You'll notice confirmation of several important trends embedded in this Bloomberg article about smart sensors.
- Intelligence is migrating to the edges. It's not feasible to manage millions of field sensors from a giant brain in the center. Instead, the sensors have to do the first-order processing in the field, then forward along only summaries, alerts and exceptions.
- Sensor intelligence is climbing rapidly. Dozens (hundreds?) of companies are working to stuff more memory and processing power into tiny, low-power sensors.
- Sensor prices are falling rapidly. Susan Eustis, president of WinterGreen Research, claims they will drop from today's $50 average to less than $1 each.
- Our ability to create data is overwhelming as is our ability to make sense of it.
Consider those last two items together and you reach an inescapable conclusion. Sensor hardware may be a good business for a few boom years, but prices and profit margins will soon plummet. Meanwhile, data analytics (creating value from sensor data) will grow exponentially.
Want a sense of how sensors will change city living? Read the post on how 70 U.S. cities use sensors to report gunfire directly to police. -- Jesse Berst
The Bloomberg article highlights some of the interesting ways that sensor technology is being utilized. Here just two examples:
- A professor at the University of California, Berkeley, is trying to build the world's largest sensor network – planting some 7,500 devices that will measure everything from soil moisture to temperature and relative humidity to give California farmers and resource planners detailed information on how much water the state has.

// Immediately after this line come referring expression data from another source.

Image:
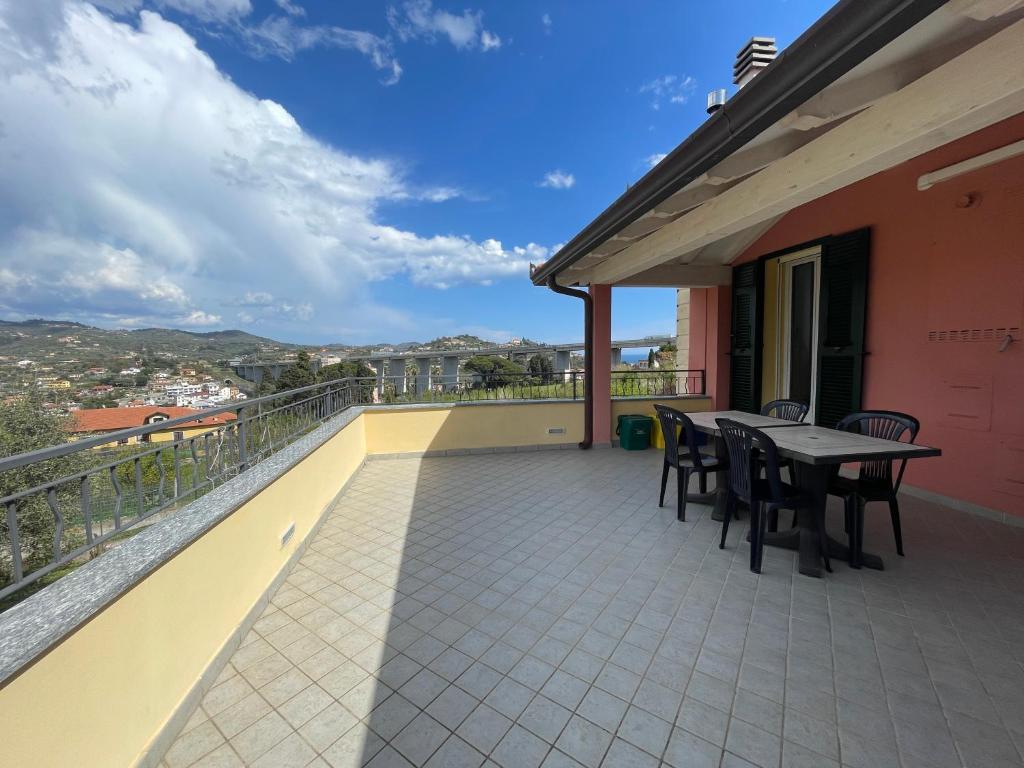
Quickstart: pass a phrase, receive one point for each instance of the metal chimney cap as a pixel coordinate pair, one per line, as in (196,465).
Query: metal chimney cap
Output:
(716,100)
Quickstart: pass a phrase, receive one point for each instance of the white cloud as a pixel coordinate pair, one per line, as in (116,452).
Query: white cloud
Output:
(440,194)
(282,37)
(419,19)
(671,88)
(199,317)
(558,179)
(140,184)
(291,8)
(209,10)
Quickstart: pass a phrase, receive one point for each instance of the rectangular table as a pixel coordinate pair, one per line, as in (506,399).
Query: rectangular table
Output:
(815,453)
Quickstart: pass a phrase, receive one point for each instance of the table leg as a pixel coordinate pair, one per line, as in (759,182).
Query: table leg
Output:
(813,480)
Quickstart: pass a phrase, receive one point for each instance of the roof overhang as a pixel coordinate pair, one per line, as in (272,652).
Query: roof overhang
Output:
(869,86)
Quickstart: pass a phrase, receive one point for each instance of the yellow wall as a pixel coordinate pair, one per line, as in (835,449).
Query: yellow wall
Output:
(103,694)
(491,425)
(646,408)
(100,696)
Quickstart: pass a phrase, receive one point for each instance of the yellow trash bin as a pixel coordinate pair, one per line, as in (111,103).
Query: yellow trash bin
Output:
(656,438)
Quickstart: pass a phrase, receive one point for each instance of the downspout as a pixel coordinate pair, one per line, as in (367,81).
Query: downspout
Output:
(588,354)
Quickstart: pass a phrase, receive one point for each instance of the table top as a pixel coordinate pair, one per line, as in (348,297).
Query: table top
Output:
(705,421)
(812,444)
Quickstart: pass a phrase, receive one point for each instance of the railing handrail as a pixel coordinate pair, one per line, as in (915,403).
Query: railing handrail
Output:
(82,505)
(73,446)
(67,449)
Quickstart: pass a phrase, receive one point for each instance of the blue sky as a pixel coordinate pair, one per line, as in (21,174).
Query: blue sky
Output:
(324,171)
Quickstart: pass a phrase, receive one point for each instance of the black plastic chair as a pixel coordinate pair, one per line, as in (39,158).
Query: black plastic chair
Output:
(749,450)
(684,457)
(791,411)
(875,482)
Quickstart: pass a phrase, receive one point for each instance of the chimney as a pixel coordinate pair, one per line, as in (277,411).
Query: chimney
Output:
(716,100)
(758,53)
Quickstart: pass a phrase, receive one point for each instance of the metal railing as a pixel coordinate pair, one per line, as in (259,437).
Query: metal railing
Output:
(98,491)
(85,495)
(501,385)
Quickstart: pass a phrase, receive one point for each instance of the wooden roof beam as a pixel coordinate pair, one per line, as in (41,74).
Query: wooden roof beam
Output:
(947,103)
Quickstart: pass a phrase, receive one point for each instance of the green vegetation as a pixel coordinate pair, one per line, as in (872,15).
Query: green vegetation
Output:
(541,369)
(495,372)
(299,374)
(347,370)
(26,425)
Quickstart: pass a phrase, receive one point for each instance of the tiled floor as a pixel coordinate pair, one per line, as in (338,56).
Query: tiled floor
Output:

- IBM, a Smart Cities Council Lead Partner, developed a special low-power processor for sensors. Potential applications run the gamut from smart glasses for visually impaired people to a grocer's glove that smells produce to seek out contaminated items.
Geoff Mulligan, chairman of the industry group IPSO Alliance, an organization focused on communications between smart objects, told Forbes: “We’ve not even conceived the possibilities of applications for this. We are at a tipping point for it to begin to explode.”